At the time, I was starting my career, very pregnant, and working in Harvard Square, surrounded by rather fabulous sources of takeout.
But there was a diet+work ethic in my office that meant everyone spent lunch together. And not in a restaurant. At a conference table in the office. Same time, every day, same thing: Noon sharp, the cottage cheese and half grapefruits would come out - this was February, mind; hard on the mirror neurons! - and the diet talk would begin.
Reader, I lasted a few weeks in that job. This was many years ago, and I wasn't as informed about beauty standards, diet culture and the damage doneas I am today. I was also financially insecure, to say the least. But I had an allergy to diet talk and an understanding that calories are actually what our bodies want for lunch.
(Also, pregnant. No ability to fake anything, no patience, no hormones to spare for making nice and acting like I was interested in counting calories.)
So, anyway: I had to leave. It felt imperative.
And that remains my no. 1 pro tip for dealing with diet talk: GET OUT.If relentless diet talk is in the air, and it so often is, try to remove yourself and go where the air is clearer.
If you can't, have some ready responses. Here are some I find effective:
When asked about your diet:
- I don't diet. I love food! I love to eat. (It's like throwing a grenade, that.)
When your food choices are being monitored and commented on:
- Oh does this seem like a lot to you?

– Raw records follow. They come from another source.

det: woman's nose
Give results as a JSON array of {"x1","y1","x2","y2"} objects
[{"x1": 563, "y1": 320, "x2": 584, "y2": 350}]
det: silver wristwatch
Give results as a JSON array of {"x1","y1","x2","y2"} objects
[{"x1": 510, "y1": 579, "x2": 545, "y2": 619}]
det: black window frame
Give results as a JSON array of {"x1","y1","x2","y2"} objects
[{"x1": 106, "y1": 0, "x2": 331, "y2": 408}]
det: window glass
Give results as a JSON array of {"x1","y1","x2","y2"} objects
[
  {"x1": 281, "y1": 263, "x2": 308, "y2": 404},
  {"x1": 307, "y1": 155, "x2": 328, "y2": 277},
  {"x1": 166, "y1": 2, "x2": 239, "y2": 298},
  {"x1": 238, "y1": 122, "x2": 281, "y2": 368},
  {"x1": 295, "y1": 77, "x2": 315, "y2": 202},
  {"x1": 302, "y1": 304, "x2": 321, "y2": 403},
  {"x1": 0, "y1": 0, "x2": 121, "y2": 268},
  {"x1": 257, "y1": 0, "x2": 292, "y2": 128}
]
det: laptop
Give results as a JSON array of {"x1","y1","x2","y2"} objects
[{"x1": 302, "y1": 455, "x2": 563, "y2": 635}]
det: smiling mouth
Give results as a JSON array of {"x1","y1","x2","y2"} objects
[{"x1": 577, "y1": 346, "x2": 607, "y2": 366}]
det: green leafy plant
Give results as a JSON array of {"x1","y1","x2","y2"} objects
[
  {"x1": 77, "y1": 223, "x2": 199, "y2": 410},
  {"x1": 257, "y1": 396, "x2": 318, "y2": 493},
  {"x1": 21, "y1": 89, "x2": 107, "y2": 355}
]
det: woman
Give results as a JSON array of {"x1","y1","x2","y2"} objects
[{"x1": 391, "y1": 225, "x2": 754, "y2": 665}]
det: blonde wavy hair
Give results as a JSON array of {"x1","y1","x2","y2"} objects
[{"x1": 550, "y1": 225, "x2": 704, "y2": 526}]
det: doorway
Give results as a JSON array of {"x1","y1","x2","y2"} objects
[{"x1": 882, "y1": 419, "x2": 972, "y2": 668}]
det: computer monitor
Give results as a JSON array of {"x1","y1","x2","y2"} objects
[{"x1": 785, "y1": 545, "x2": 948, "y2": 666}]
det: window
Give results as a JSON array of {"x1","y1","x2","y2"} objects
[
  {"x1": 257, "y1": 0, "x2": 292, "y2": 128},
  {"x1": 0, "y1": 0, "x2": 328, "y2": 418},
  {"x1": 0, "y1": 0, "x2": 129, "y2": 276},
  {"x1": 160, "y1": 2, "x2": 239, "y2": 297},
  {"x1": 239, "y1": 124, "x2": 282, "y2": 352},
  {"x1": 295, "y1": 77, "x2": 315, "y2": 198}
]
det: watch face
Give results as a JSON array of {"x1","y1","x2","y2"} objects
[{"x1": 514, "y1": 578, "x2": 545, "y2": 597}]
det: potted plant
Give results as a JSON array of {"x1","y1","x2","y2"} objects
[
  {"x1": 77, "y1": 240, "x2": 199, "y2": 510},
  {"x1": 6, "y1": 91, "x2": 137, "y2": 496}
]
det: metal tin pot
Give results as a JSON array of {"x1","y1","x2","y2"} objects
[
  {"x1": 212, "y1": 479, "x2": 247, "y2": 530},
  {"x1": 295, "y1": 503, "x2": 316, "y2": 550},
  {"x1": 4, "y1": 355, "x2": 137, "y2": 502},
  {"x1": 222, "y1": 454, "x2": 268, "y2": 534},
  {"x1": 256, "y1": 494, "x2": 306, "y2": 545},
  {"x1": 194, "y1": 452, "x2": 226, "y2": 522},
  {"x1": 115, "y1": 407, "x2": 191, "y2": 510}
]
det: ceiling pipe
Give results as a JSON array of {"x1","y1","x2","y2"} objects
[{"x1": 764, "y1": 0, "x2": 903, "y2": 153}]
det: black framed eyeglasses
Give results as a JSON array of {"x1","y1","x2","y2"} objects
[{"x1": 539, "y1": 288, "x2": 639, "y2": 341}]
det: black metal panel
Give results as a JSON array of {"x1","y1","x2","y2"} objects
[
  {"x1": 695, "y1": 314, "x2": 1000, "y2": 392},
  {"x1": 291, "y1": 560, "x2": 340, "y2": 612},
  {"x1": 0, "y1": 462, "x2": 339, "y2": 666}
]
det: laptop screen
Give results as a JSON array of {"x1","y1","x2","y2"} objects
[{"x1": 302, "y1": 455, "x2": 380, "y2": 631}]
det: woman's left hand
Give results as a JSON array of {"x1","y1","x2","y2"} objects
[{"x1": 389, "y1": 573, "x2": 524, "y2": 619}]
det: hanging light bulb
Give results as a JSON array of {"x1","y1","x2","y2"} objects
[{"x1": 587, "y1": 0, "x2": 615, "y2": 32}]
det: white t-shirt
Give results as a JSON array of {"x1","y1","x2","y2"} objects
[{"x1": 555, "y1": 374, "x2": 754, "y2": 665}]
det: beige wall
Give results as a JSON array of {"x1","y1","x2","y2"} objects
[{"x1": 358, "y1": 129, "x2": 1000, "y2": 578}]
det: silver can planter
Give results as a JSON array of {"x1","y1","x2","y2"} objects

Honey, you should see what I had for breakfast!
When foods are being demonized:
- You do know the brain runs on glucose, right?

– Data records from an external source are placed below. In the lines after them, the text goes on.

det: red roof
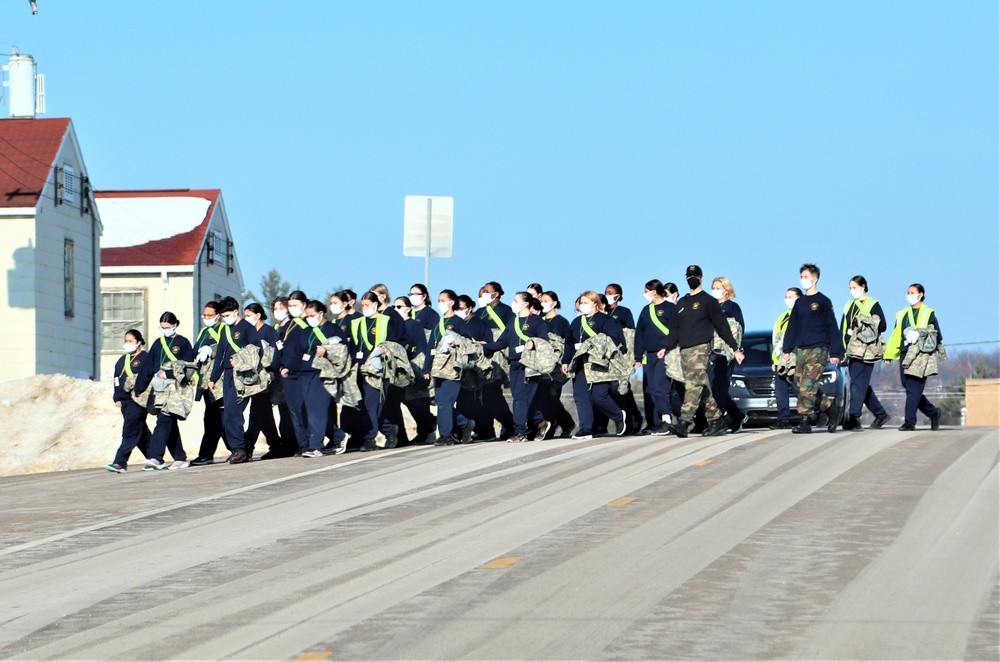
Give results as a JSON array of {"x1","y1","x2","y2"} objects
[
  {"x1": 0, "y1": 117, "x2": 69, "y2": 207},
  {"x1": 94, "y1": 188, "x2": 221, "y2": 267}
]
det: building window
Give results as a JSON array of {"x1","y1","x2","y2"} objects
[
  {"x1": 63, "y1": 239, "x2": 76, "y2": 317},
  {"x1": 101, "y1": 290, "x2": 148, "y2": 353}
]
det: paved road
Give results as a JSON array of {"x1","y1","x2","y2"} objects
[{"x1": 0, "y1": 428, "x2": 1000, "y2": 660}]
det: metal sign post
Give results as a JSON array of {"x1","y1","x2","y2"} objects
[{"x1": 403, "y1": 195, "x2": 455, "y2": 287}]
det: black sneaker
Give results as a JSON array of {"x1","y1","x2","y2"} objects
[
  {"x1": 668, "y1": 420, "x2": 688, "y2": 439},
  {"x1": 868, "y1": 412, "x2": 889, "y2": 430},
  {"x1": 792, "y1": 418, "x2": 812, "y2": 434},
  {"x1": 701, "y1": 416, "x2": 726, "y2": 437}
]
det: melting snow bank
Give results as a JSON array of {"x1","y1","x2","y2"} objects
[{"x1": 0, "y1": 375, "x2": 207, "y2": 476}]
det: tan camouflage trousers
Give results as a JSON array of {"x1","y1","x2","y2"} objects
[
  {"x1": 681, "y1": 343, "x2": 722, "y2": 425},
  {"x1": 795, "y1": 347, "x2": 833, "y2": 416}
]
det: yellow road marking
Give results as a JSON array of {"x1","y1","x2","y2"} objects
[
  {"x1": 292, "y1": 651, "x2": 333, "y2": 662},
  {"x1": 483, "y1": 556, "x2": 523, "y2": 570}
]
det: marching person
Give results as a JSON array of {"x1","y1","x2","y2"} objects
[
  {"x1": 840, "y1": 276, "x2": 889, "y2": 430},
  {"x1": 770, "y1": 287, "x2": 802, "y2": 430},
  {"x1": 236, "y1": 302, "x2": 284, "y2": 460},
  {"x1": 476, "y1": 281, "x2": 514, "y2": 441},
  {"x1": 143, "y1": 311, "x2": 194, "y2": 470},
  {"x1": 485, "y1": 292, "x2": 550, "y2": 443},
  {"x1": 104, "y1": 329, "x2": 153, "y2": 474},
  {"x1": 708, "y1": 276, "x2": 750, "y2": 434},
  {"x1": 348, "y1": 294, "x2": 406, "y2": 452},
  {"x1": 665, "y1": 264, "x2": 743, "y2": 437},
  {"x1": 781, "y1": 264, "x2": 844, "y2": 434},
  {"x1": 208, "y1": 297, "x2": 257, "y2": 464},
  {"x1": 191, "y1": 301, "x2": 233, "y2": 467},
  {"x1": 885, "y1": 283, "x2": 944, "y2": 431},
  {"x1": 563, "y1": 290, "x2": 626, "y2": 439},
  {"x1": 634, "y1": 278, "x2": 674, "y2": 434}
]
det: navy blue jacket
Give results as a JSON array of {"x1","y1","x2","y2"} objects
[
  {"x1": 781, "y1": 292, "x2": 844, "y2": 359},
  {"x1": 634, "y1": 299, "x2": 675, "y2": 361},
  {"x1": 114, "y1": 352, "x2": 154, "y2": 402},
  {"x1": 209, "y1": 319, "x2": 260, "y2": 382}
]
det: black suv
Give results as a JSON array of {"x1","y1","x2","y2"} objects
[{"x1": 729, "y1": 331, "x2": 851, "y2": 425}]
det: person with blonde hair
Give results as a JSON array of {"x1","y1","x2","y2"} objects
[{"x1": 563, "y1": 290, "x2": 625, "y2": 439}]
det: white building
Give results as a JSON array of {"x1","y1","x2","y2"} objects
[
  {"x1": 0, "y1": 118, "x2": 101, "y2": 380},
  {"x1": 94, "y1": 189, "x2": 243, "y2": 378}
]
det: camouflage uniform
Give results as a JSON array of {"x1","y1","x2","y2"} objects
[
  {"x1": 795, "y1": 347, "x2": 833, "y2": 417},
  {"x1": 681, "y1": 343, "x2": 722, "y2": 426}
]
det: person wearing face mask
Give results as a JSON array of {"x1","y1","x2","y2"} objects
[
  {"x1": 562, "y1": 290, "x2": 626, "y2": 439},
  {"x1": 260, "y1": 296, "x2": 299, "y2": 460},
  {"x1": 634, "y1": 278, "x2": 674, "y2": 435},
  {"x1": 208, "y1": 297, "x2": 257, "y2": 464},
  {"x1": 770, "y1": 287, "x2": 802, "y2": 430},
  {"x1": 425, "y1": 290, "x2": 476, "y2": 446},
  {"x1": 385, "y1": 297, "x2": 435, "y2": 446},
  {"x1": 476, "y1": 281, "x2": 514, "y2": 441},
  {"x1": 289, "y1": 300, "x2": 347, "y2": 458},
  {"x1": 484, "y1": 292, "x2": 550, "y2": 443},
  {"x1": 278, "y1": 290, "x2": 310, "y2": 455},
  {"x1": 840, "y1": 276, "x2": 889, "y2": 430},
  {"x1": 368, "y1": 283, "x2": 391, "y2": 313},
  {"x1": 243, "y1": 303, "x2": 284, "y2": 460},
  {"x1": 143, "y1": 311, "x2": 194, "y2": 470},
  {"x1": 104, "y1": 329, "x2": 153, "y2": 474},
  {"x1": 348, "y1": 292, "x2": 406, "y2": 452},
  {"x1": 781, "y1": 264, "x2": 844, "y2": 434},
  {"x1": 665, "y1": 264, "x2": 743, "y2": 437},
  {"x1": 535, "y1": 290, "x2": 576, "y2": 441},
  {"x1": 410, "y1": 283, "x2": 440, "y2": 334},
  {"x1": 191, "y1": 301, "x2": 232, "y2": 467},
  {"x1": 885, "y1": 283, "x2": 944, "y2": 432},
  {"x1": 708, "y1": 276, "x2": 749, "y2": 434}
]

When hearing the same damn comment about the virtues of cottage cheese (or grapefruit, or keto, or the vegan lifestyle) for the 45th day in a row:
- [Swerve!] Are you gonna go see La Llorona?
But if I'm honest, I'm having trouble remembering what was in my handy retort repertoire, because it's been so long since I needed any retorts. The fact is,when we stop fretting about our own eating, we're impervious to the judgements of others. And diet talk and side eye and pass-agg comments like "gosh, you're really treating yourself today!" just bounce off us and roll into the corner to die.
The less diet talk we hear, the less it informs our thinking, and the less we think about diets and restriction, the less attuned we are to diet talk in the environment. It's like Rumi's 10,000 idiots: Did they pack up and leave town? Did they fall mute? Or are we just not listening to the idiocy? It doesn't really matter; all we know is it's gotten blessedly quiet in here.